UPDATED 11:00 EDT / DECEMBER 05 2022

EMERGING TECH

Intel Labs and Penn Medicine study uses federated learning to increase brain tumor detection

Intel Labs and the Perelman School of Medicine at the University of Pennsylvania today released a joint research study that used federated learning, a distributed machine learning and artificial intelligence approach, to help healthcare and research institutions identify malignant brain tumors.

The study is said to be the largest medical federated learning study ever undertaken, with an unprecedented global dataset. Using data from 71 institutions across six continents, the project demonstrated the ability to improve brain tumor detection by 33%.

Intel argues that data accessibility has long been an issue in healthcare because of state and national data privacy laws, including the Health Insurance Portability and Accountability Act. Because of the act, medical research and data sharing at large scale have been almost impossible without compromising patient health information. Intel’s federated learning hardware and software comply with data privacy concerns and preserve data integrity, privacy and security through confidential computing.

The Penn Medicine-Intel study involved processing high volumes of data in a decentralized system using Intel federated learning technology paired with Intel Software Guard Extensions to remove data-sharing barriers that have prevented collaboration on similar cancer and disease research. The system addresses data privacy concerns by keeping raw data inside the data holders’ compute infrastructure and only allowing model updates computed from that data to be sent to a central server or aggregator, not the data itself.

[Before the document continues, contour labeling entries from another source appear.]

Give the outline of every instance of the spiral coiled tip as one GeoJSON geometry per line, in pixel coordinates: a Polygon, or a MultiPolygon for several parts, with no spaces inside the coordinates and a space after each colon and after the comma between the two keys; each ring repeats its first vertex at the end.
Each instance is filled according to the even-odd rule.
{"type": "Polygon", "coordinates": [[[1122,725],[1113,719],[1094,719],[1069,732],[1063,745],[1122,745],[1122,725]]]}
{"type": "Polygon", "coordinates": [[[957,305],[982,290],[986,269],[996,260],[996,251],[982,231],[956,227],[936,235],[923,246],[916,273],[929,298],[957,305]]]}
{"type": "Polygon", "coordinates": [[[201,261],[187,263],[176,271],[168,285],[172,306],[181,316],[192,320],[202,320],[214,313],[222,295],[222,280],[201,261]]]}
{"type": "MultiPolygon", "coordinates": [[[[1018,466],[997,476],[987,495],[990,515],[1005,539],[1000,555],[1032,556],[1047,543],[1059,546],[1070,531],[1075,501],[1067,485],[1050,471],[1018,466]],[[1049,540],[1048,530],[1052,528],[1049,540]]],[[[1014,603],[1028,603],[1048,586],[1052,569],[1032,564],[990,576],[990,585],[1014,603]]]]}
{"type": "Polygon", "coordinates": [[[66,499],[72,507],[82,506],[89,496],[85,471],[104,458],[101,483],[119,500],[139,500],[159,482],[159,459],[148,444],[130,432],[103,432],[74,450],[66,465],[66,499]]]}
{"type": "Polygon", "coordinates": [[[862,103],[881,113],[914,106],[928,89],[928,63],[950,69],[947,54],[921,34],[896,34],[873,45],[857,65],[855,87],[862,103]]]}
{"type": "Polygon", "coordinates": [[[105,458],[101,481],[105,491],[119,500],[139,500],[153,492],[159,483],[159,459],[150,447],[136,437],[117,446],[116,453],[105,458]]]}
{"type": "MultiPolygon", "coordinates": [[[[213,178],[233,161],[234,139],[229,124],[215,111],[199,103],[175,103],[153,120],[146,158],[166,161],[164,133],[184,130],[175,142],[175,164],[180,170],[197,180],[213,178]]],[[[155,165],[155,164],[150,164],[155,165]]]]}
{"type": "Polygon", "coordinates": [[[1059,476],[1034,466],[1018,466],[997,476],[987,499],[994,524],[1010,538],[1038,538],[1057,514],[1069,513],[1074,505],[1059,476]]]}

“In this study, federated learning shows its potential as a paradigm shift in securing multi-institutional collaborations by enabling access to the largest and most diverse dataset of glioblastoma patients ever considered in the literature, while all data are retained within each institution at all times,” explained senior author Spyridon Bakas, assistant professor of Pathology & Laboratory Medicine and Radiology at Penn Medicine. “The more data we can feed into machine learning models, the more accurate they become, which in turn can improve our ability to understand and treat even rare diseases, such as glioblastoma.”

Accessing large amounts of medical data, including datasets that exceed the threshold that one facility can produce, is key to the technology. The research demonstrates the effectiveness of federated learning at scale and the potential benefits the healthcare industry can realize when multisite data silos are unlocked.

The benefits of Intel’s technology include early detection of disease, which could improve quality of life or increase a patient’s lifespan.

“Federated learning has tremendous potential across numerous domains, particularly within healthcare, as shown by our research with Penn Medicine,” said Jason Martin, a principal engineer at Intel Labs. “Its ability to protect sensitive information and data opens the door for future studies and collaboration, especially in cases where datasets would otherwise be inaccessible.”

Having completed the study, Intel Labs and Penn Medicine have created a proof of concept for using federated learning to gain knowledge from data. The solution can significantly affect healthcare and other study areas, particularly among different types of cancer research.